I had waited about ten minutes when I heard the door of Gaby’s room open. I was so tickled I all but squealed, when I heard that Danny had come in with her, instead of going on down the hall to her own room. Evidently they had begun their conversation in the hall, for Gaby’s first words were, “Jealous, my dear Dan?”
“I don’t know. But it is silly for you to act as you do. John is in love with me.”
“Since you are so certain of that, why do you object to my poor little efforts?”
“I’ve told you. Because they are silly. And—not kind. Why should you try to take him away from me, when you don’t want him yourself?”
“Are you sure of that, too?”
“Yes, I am. His good looks fascinate you, and so does his unsophistication. You’d like the fortune he is to inherit. But you would never be satisfied to marry him and live right here for the remainder of your life.”
“No, I would not. I’d marry him, if he didn’t have a penny—it is you who are always thinking about his fortune—but I wouldn’t allow him to bury himself, and his beauty, and charm in this God-forsaken country. I’d get him out into the world, and have him take his place there. With his ability and energy, and with me to help him, what a place it might be! For you to have him is—waste. Waste. You don’t know anything about love. You’ll never learn. I—I tell you I can’t bear it. It isn’t fair——” She began to cry, hollow sounding sobs, that seemed to catch in her throat and wrench free from it.
“Gaby. Gaby, dear. Please don’t. I am sorry——”
“Waste. Waste. Waste. You are not sorry. Don’t touch me!”

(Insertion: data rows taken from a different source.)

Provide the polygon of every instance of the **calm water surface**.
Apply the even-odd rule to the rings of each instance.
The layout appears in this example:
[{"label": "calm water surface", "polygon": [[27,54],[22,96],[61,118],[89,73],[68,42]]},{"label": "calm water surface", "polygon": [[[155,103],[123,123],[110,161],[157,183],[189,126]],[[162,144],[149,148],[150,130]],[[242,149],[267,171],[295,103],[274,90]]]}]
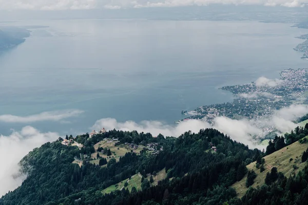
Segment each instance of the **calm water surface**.
[{"label": "calm water surface", "polygon": [[0,122],[7,134],[31,125],[61,134],[85,132],[98,119],[162,120],[182,110],[232,100],[217,89],[278,78],[307,67],[292,49],[308,30],[253,22],[53,20],[0,56],[0,115],[85,111],[71,123]]}]

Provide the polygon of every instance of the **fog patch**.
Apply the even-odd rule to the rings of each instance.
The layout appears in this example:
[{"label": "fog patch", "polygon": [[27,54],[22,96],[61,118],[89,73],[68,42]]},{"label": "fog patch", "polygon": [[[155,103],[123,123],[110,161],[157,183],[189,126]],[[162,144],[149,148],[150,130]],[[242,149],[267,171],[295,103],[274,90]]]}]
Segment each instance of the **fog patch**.
[{"label": "fog patch", "polygon": [[[8,115],[0,115],[0,121],[10,123],[30,123],[42,121],[60,121],[72,117],[76,117],[84,111],[80,110],[64,110],[50,112],[44,112],[41,113],[21,116]],[[67,121],[64,121],[67,122]]]},{"label": "fog patch", "polygon": [[173,7],[212,4],[302,7],[307,0],[0,0],[0,10],[62,10],[128,8]]},{"label": "fog patch", "polygon": [[191,131],[198,133],[201,129],[210,127],[210,125],[205,121],[197,119],[185,120],[175,126],[166,125],[159,121],[144,120],[140,123],[133,121],[120,122],[116,119],[104,118],[97,120],[91,128],[100,130],[105,128],[107,130],[120,130],[126,131],[137,130],[139,132],[150,133],[153,136],[161,134],[164,136],[178,137],[185,132]]},{"label": "fog patch", "polygon": [[0,135],[0,197],[22,184],[27,177],[20,172],[20,160],[34,148],[59,138],[55,133],[41,133],[27,126],[9,136]]},{"label": "fog patch", "polygon": [[280,79],[268,79],[265,77],[262,76],[256,80],[255,84],[257,87],[276,87],[281,84],[283,80]]}]

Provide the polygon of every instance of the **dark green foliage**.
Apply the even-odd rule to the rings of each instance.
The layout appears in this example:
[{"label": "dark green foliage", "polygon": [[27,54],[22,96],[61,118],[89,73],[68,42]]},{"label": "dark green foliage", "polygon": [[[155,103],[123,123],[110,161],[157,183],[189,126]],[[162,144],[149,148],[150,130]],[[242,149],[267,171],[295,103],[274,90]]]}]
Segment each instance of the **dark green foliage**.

“I am sorry, Gaby. But what can I do? I couldn’t give John to you, if I wished to.”
“You could give me a chance.”
“No, I couldn’t.”
“You are a coward.”
“Perhaps. I love him. He means to me, too, peace, and security, and decent living—the things I want most for my life. Why should I risk it all?”
“Coward! Coward! Peace and security! He means life to me. All of it; full and complete. Love, and passion, and adventure and attainment, for him and for me, too. Do you think I’ll stand by, and allow you to have him, to bury his wonder in your peace, and smother his possibilities with your security and decent living?”
“I think,” Danny answered, “that you will have to. John and I love each other; and we are going to keep each other. You, nor anyone, can change that.”
“Suppose I should tell John why we came here?”
“You won’t do that. You can’t harm me without harming yourself. But, if you threaten that, just once more, I will go straight to John and tell him the truth——”
“You promised——”
“I haven’t broken my promise. I shan’t, if you don’t. But you must know that I haven’t any interest left in the thing.”
“What about your desire for revenge?”
“That desire was yours, not mine. I never considered that side of it at all.”
“Coward! Quitter! Stool-pigeon——”
“That isn’t fair, Gaby. I’ll help if I can. I have been helping, haven’t I? I won’t hinder in any way. But the time is short now. Remember that.”
“Danny——” There was a new tone in Gaby’s voice, sweet like, and appealing. I did not trust it for a minute; but I think Danny did, for she answered, gently, “Yes, dear?”
“Forgive me. Let’s be twinny again. Friends?” I could hear the treachery in that as plainly as I could hear the words. I think Danny did not hear it, for she answered, “I do want to be friends, Gaby. I do, truly. Only—please, dear, won’t you leave my man alone?”
“And you’ll help me. And you won’t tell him—anything?”
“Of course I won’t tell, Gaby. It is really your secret, now; not mine. And I’ll help you all I can.”